В диспансере долго ждать не пришлось. Антоновну приняли сразу. Семья в ужасе, не смея присесть,
кучкой стояла у окна. Андрей Ильич уже не плакал, а как-то потерянно и беспомощно смотрел в одну точку. Невестки комкали в руках платочки, сын молча раскачивался всем телом из стороны в сторону.
В кабинете, куда отвели Антоновну, видимо, происходило что-то страшное. Сначала оттуда выскочила медсестра с пунцовым лицом и бросилась в конец коридора. Потом быстрым шагом в кабинет зашел пожилой врач в хирургическом халате и в бахилах. Затем почти бегом туда же заскочило еще несколько докторов. Когда в конце коридора раздался грохот, семья машинально, как по команде, повернула головы к источнику шума: пунцовая медсестра с двумя санитарами быстро везли дребезжащую каталку для перевозки лежачих больных. Как только каталка скрылась за широкой дверью кабинета, семья поняла, что это конец. Андрей Ильич обхватил голову руками и застонал, невестки бросились искать в своих сумочках сердечные капли, у сына на щеке предательски задергался нерв. Внезапно дверь кабинета снова распахнулась. Каталку с Антоновной, покрытой белой простыней, толкало одновременно человек шесть-семь. Все возбужденные, красные, с капельками пота на лбах. Бледное лицо Антоновны было открыто. Ужас и боль застыли в ее опухших глазах. Оттолкнув невесток, Андрей Ильич бросился к жене. Пожилой врач преградил ему дорогу.
- Я муж, муж, - кричал Андрей Ильич в след удаляющейся каталке.
- Дайте хоть проститься. Любонька, милая моя, как же так, мы же хотели в один день!…
- Дохотелись уже, - медсестра закрывала на задвижку широкую дверь кабинета.
- Не мешайте, дедушка, и не кричите. Рожает она. Уже головка появилась…
В родильном зале было две роженицы: Антоновна и еще одна, совсем молоденькая, наверно, студентка. Обе кричали одновременно и так же одновременно, как по приказу, успокаивались между схватками. Вокруг каждой суетились акушерки и врачи. Пожилой профессор спокойно и вальяжно ходил от одного стола к другому и давал указания.
- И за что страдаем? - спросил профессор у рожениц во время очередного затишья.
- За водку проклятую, она во всем виновата, проклятая, - простонала студентка.
- Ну, а ты, мать? - обратился профессор к Антоновне и похлопал ее по оголенной толстой ляжке. Антоновна помолчала немного, подумала, а потом тихо, ибо сил уже не было совсем, прошептала:
- Да за любовь, наверное. За что ж еще? Вот день рождения мой так с мужем отметили. Пятьдесят второй годок. Побаловались немножко…

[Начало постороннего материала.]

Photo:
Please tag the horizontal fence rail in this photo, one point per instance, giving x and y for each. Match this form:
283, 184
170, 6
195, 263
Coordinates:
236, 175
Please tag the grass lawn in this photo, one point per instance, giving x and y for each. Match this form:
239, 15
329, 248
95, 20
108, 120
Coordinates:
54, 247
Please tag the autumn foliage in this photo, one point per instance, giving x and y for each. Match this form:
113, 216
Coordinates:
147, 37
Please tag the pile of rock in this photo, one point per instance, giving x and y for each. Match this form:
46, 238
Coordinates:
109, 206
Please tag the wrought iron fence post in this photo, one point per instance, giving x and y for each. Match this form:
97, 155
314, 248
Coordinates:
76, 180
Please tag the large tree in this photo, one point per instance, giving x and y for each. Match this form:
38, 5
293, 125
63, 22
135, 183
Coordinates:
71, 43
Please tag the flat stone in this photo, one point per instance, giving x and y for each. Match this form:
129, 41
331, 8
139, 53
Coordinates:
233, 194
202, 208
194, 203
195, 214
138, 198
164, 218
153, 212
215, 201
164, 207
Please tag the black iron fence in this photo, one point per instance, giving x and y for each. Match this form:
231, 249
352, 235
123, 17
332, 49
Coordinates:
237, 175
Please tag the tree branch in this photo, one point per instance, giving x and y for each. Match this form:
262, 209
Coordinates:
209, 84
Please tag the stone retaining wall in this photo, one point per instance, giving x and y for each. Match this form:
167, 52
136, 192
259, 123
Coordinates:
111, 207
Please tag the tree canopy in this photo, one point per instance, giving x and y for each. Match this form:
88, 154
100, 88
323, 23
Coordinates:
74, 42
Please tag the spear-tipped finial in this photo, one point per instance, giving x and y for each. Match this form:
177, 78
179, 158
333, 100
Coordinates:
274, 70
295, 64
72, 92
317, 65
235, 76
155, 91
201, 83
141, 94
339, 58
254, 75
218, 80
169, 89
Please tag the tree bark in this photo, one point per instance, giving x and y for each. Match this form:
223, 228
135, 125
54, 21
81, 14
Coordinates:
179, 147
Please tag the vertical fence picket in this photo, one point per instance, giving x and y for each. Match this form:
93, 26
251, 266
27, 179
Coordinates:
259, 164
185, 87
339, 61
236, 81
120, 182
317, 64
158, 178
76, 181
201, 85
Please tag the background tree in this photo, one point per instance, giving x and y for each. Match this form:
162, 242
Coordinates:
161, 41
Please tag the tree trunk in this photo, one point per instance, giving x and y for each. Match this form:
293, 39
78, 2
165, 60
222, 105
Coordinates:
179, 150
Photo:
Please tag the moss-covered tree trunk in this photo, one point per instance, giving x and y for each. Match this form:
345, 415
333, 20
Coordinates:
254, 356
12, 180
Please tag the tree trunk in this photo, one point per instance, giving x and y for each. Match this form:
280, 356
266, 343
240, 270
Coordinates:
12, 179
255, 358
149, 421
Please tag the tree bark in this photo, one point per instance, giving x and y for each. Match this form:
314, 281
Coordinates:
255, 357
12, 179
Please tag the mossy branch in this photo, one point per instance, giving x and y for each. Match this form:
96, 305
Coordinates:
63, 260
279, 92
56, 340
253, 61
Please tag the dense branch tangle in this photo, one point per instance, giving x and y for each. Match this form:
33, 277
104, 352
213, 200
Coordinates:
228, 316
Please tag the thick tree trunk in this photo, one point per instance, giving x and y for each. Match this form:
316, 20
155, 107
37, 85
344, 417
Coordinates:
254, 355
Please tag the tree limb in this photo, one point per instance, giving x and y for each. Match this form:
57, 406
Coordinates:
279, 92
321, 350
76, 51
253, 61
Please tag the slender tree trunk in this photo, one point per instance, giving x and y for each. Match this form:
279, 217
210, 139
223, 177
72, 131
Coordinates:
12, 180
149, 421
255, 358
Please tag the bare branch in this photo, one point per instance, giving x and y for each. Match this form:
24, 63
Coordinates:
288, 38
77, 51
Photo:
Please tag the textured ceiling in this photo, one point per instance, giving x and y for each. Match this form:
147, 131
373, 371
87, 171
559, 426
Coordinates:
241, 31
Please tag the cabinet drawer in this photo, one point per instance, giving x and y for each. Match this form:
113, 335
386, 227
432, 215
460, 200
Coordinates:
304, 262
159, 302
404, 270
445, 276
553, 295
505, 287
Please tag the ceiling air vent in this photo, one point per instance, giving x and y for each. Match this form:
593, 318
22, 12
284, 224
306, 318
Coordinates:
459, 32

- Не слабо, нужно сказать, побаловались, - усмехнулся профессор.
- Так неужели, и правда, не замечала ничего или хитришь?
- Да, что вы доктор! Если б я знала, если б только подумать могла!.. Стыд-то какой! Ведь я уже бабушка давно. Уверена была, что у меня климакс и онкология впридачу. Вот и в консультации матки не нашли, сказали, что рассосалась, рак, последняя стадия...
- Срак у тебя, а не рак, - профессор раздраженно махнул рукой.
- Все мы живые люди, и, к сожалению, врачебные ошибки еще иногда имеют место быть. Но, хватит разговаривать, тужься, мать, давай. Твоя ошибка хочет увидеть свет!
* * *
Акушерка вышла из родильного зала довольная и исполненная важности. Будет что подружкам рассказать - не каждый день в наше время бабушки рожают.
- Пашкова Любовь Антоновна. Есть родные?
- Есть, - хором ответила вся семья, делая шаг вперед.
- Поздравляю вас, - с нескрываемым любопытством разглядывая мужскую часть семьи, сказала акушерка. А кто отец-то будет?
- Я, - хрипло, не веря еще всему происходящему, сказал Андрей Ильич.
- Он, - одновременно ответили невестки, указывая на свекра.
- Обалдеть, - не удержалась от эмоций акушерка и добавила уже с явным уважением.
- Мальчик у вас. Три пятьсот. Рост пятьдесят один сантиметр.
Накрывайте поляну, папаша. Еще бы часик и неизвестно, что было бы… К самым родам поспели. Вот чудеса так чудеса. Зачем только в онкологию везли, не понимаю?